Söyleşi: Furkan Arık, Yunus Emre Tozal

Seyit Ahmet Sılay

Seyit Ahmet Sılay. Türkiye’de tek resmi Çanakkale Koleksiyoneri.  1995 yılında ilk kez gittiği Çanakkale, hayatının dönüm noktalarından biri olur. Büyük Anafartalar ovasında yerde bulduğu bir mermi, merakının başlamasına vesile olarak, savaşa dair malzeme toplamaya başlar. Savaş ile ilgili objelerin rastgele satılmasını hazmedemez. Malzemeler bir, iki, üç derken bu gün hatırı sayılır bir koleksiyona dönüşür.O günden beri tek amacı, gezici bir müze altında, Çanakkale’ ye gidemeyen Anadolu’ da ki çocuklara bu müzeyi ulaştırmak olur. Kendisiyle unutamayacağımız bir söyleşi gerçekleştirdik.

Yunus Emre: Bir Çanakkale Koleksiyonerisiniz. Çanakkale ile ilişkinizi anlatır mısınız…

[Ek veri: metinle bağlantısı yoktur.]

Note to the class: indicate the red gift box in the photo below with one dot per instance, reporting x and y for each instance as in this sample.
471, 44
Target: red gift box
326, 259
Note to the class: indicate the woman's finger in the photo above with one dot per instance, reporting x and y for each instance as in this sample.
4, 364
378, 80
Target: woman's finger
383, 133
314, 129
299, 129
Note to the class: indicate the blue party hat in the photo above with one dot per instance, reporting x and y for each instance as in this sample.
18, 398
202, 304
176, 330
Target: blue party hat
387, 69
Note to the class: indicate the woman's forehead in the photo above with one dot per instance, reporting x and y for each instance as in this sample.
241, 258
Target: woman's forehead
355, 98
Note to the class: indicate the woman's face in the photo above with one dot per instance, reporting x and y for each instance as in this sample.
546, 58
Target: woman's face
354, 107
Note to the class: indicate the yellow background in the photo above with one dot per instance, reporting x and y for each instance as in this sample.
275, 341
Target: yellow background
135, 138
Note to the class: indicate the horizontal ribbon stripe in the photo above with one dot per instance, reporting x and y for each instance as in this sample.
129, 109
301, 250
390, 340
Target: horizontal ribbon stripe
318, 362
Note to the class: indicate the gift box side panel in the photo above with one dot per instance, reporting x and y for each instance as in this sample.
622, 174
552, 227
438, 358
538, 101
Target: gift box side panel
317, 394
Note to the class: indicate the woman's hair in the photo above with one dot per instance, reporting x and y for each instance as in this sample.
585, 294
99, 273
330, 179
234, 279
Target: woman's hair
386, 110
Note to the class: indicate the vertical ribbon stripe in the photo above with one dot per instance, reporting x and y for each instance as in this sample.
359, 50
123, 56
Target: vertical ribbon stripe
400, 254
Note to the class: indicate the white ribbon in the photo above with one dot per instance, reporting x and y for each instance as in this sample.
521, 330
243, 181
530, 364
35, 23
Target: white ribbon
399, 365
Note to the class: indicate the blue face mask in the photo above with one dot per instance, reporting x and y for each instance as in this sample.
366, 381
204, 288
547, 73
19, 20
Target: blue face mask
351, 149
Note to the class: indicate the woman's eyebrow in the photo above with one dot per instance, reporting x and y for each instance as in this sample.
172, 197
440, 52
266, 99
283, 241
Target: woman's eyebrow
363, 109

Seyit Ahmet Sılay: Çanakkale’ye sık sık gidiyoruz. Bizim için orada milimetrik saha önemlidir, savaşın geneline bakmıyoruz. Benim işim, savaştan sonrasıdır. Ben resmi Çanakkale koleksiyoneriyim. Yaklaşık 18 yıldır Çanakkale Savaşı malzemeleri topluyorum, burada gördükleriniz sadece burada gördükleriniz, ayrıca depolarımız var, asıl malzemeler depolarımızda. Ailem, eşim, çocuklarım hep birlikte bunlarla yaşıyoruz. Siz belki bu özel dosyayla Çanakkale’yi hatırladınız, 1 ay sonra başka özel bir sayı hazırlayacaksınız, ama ben 24 saat bunlarla birlikte yaşıyorum. Bir müddet sonra Çanakkale’ye dair konuşulanlar içerisinde herhangi bir meselenin doğru ya da doğru yanlış olduğunu hemen o an tespit edebiliyorsunuz. Bu ay NTV Tarih 18 sayfasını günlüğe ayırdı. İşte tarih dediğimiz şey o günlüktür. Çünkü an ve an tutulmuştur. Hamasetten uzak, riya yok, her şey net.

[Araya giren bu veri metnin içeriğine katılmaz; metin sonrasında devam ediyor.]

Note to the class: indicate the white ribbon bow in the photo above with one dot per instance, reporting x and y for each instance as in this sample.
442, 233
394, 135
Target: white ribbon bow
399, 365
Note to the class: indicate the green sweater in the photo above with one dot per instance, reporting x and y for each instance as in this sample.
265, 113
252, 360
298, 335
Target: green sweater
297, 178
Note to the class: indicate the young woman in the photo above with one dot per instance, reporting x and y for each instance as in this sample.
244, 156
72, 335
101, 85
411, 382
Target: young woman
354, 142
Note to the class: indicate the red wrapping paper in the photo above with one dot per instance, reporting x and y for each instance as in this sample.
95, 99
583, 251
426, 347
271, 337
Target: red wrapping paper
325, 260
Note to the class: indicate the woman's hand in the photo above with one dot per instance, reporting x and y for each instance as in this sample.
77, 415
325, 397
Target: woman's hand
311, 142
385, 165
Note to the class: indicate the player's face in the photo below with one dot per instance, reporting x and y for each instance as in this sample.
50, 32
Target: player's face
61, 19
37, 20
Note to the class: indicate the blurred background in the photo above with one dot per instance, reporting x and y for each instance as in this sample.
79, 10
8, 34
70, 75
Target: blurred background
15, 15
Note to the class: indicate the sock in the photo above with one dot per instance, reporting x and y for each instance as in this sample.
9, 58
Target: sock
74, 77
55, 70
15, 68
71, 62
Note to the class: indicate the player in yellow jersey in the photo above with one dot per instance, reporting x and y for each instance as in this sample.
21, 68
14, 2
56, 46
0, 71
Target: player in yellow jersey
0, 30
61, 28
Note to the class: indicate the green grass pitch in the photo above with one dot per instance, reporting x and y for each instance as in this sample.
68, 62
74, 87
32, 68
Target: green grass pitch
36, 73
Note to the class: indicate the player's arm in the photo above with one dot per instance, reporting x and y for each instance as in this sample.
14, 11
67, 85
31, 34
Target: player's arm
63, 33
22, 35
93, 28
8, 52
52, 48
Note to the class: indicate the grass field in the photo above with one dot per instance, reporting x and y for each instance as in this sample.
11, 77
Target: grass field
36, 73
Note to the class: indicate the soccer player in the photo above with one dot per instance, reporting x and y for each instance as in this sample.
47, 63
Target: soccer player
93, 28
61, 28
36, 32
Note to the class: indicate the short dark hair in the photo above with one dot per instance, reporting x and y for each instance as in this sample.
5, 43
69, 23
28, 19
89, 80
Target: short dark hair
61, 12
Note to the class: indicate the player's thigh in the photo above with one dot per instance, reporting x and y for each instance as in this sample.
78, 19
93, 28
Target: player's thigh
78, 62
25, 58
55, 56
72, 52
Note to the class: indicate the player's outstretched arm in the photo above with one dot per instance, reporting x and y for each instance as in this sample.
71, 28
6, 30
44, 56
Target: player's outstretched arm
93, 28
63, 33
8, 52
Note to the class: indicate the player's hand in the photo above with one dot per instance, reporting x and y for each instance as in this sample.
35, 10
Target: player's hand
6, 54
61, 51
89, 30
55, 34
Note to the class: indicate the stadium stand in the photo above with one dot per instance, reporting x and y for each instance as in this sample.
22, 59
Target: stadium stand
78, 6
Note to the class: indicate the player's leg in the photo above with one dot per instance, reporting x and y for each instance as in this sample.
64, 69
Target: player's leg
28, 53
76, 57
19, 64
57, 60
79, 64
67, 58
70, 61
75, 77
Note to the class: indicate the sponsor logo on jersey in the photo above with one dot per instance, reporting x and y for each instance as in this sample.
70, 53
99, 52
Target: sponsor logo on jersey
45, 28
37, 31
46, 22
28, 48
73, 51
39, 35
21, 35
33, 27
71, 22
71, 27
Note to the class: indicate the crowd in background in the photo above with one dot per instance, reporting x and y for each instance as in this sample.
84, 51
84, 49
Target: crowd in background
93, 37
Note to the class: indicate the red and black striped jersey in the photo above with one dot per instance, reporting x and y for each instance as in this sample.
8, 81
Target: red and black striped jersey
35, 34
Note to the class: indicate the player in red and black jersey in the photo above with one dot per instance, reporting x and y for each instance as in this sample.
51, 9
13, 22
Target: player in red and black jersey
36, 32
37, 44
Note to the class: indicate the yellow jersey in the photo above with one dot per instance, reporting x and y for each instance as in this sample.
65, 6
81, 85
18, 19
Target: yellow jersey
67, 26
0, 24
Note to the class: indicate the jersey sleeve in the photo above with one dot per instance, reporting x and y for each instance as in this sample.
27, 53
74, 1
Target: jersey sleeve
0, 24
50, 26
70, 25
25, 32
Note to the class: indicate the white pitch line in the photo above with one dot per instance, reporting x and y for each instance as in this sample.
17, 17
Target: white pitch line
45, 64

Yunus Emre: 2000’li yıllardan sonra Çanakkale’ye olan ilgi arttı, neye bağlıyorsunuz, nasıl yorumluyorsunuz?

Seyit Ahmet Sılay: Evet, 2000’li yıllardan sonra muhafazakar kesim Çanakkale’ye sahip çıktı. Buna karşı bir grup oluştu. Bir kısmı menkıbeler üzerine bir Çanakkale, diğer grupsa maneviyattan tamamen arındırılmış bir Çanakkale oluşturdu. Bir insanın dünya görüşü elbette önemlidir, ama mevzu bahis Çanakkale ise, benim için belge önemlidir. Belge yoksa, kim ne anlatmış, ne demiş önemi yok benim için. Tabii ki maneviyat var, maneviyatsız, özellikle Osmanlı askeri olabilir mi?

Çanakkale savaşına katılıp, Kurtuluş Savaşı’na herhangi bir sebepten ötürü katılmamış, yaralanmış, aileden birçok insanını Balkan Savaşı’nda, Plevne’de şehit vermiş, Çanakkale Savaşı’ndan sonra Kurtuluş Savaşı’na gidememişlerse hiçbir şey verilmedi, maaş bağlanmadı biliyor musunuz? 50’liyıllara kadar ölenlerin yakınlarına da bağlanmadı. Tanıdık, eş dost araya girerek maaş bağlananların sayısı çok azdır. Zaten 50’den sonra da çok fazla kalmadı. Gerekçe neydi biliyor musunuz, Osmanlı’nın askeri olması. Birisi çıksın bunun hesabını versin.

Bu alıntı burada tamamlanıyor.